Met twee bewegingen die doen denken aan andere seizoenen ondanks het moderne kapitalisme, herstelt Donald Trump de staatscontrole over de Amerikaanse economie en de wereldwijde concurrentie. De “goudaandelen” van de Amerikaanse staat in Amerikaans staal en de gedeeltelijke nationalisatie van het Intel Semiconductor Company vormen een nieuwe strategie waar industrie en technologie worden beschouwd als “nationale veiligheid”.

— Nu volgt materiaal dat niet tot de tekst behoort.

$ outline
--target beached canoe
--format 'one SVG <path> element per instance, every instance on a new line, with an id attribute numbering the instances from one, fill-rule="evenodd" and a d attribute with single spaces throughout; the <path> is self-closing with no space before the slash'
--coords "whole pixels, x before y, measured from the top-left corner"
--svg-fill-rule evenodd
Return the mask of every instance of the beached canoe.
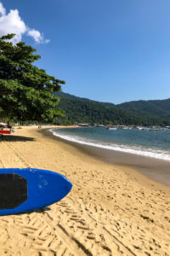
<path id="1" fill-rule="evenodd" d="M 0 169 L 0 215 L 49 206 L 65 197 L 71 187 L 66 177 L 50 171 Z"/>

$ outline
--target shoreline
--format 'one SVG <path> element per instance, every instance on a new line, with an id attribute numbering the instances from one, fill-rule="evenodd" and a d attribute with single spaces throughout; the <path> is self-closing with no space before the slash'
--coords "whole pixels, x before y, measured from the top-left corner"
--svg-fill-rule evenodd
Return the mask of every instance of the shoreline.
<path id="1" fill-rule="evenodd" d="M 169 161 L 71 142 L 53 135 L 48 129 L 44 129 L 42 132 L 64 143 L 72 145 L 94 159 L 116 165 L 117 166 L 124 166 L 125 169 L 126 167 L 134 169 L 148 178 L 170 187 Z M 160 172 L 160 170 L 162 171 Z"/>
<path id="2" fill-rule="evenodd" d="M 46 208 L 1 216 L 1 254 L 170 255 L 169 187 L 44 136 L 48 128 L 0 137 L 0 168 L 56 172 L 72 189 Z"/>

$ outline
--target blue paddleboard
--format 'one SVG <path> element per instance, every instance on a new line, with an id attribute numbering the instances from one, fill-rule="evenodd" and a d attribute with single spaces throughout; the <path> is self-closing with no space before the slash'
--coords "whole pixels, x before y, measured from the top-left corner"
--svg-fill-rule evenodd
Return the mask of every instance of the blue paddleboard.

De beslissing van het Witte Huis om in te grijpen in het lot van Amerikaanse staal, waardoor de acquisitie door een Japanse groep wordt voorkomen en uiteindelijk leidt tot staatscontrole, onthult Trump’s intentie om het Amerikaanse industriële “hart” te beschermen. Het Cato Institute spreekt over de facto nationalisatie, aangezien de “gouden aandelen” interventie mogelijk maken op niveaus en investeringslocaties, bedrijfsbeheer, arbeidskrachten, salarissen, benodigdheden, prijzen, prijsstelling en het oplossen van geschillen over de derde partij. Als gevolg hiervan moet US Steel de toestemming van de Amerikaanse staat ontvangen voor alle belangrijke beslissingen.
Steelworks is niet langer de kolos die het in de 20e eeuw was, maar het symboliseert nog steeds de Amerikaanse kracht en wordt beschouwd als een kritiek gebied voor verdediging en infrastructuur. Deze nationalisatie, vergezeld van subsidies en wederopbouwprogramma’s, werd door Trump gepresenteerd als een “overwinning van de arbeiders” en kwam om een wond van decennia van de -industrialisering te sluiten.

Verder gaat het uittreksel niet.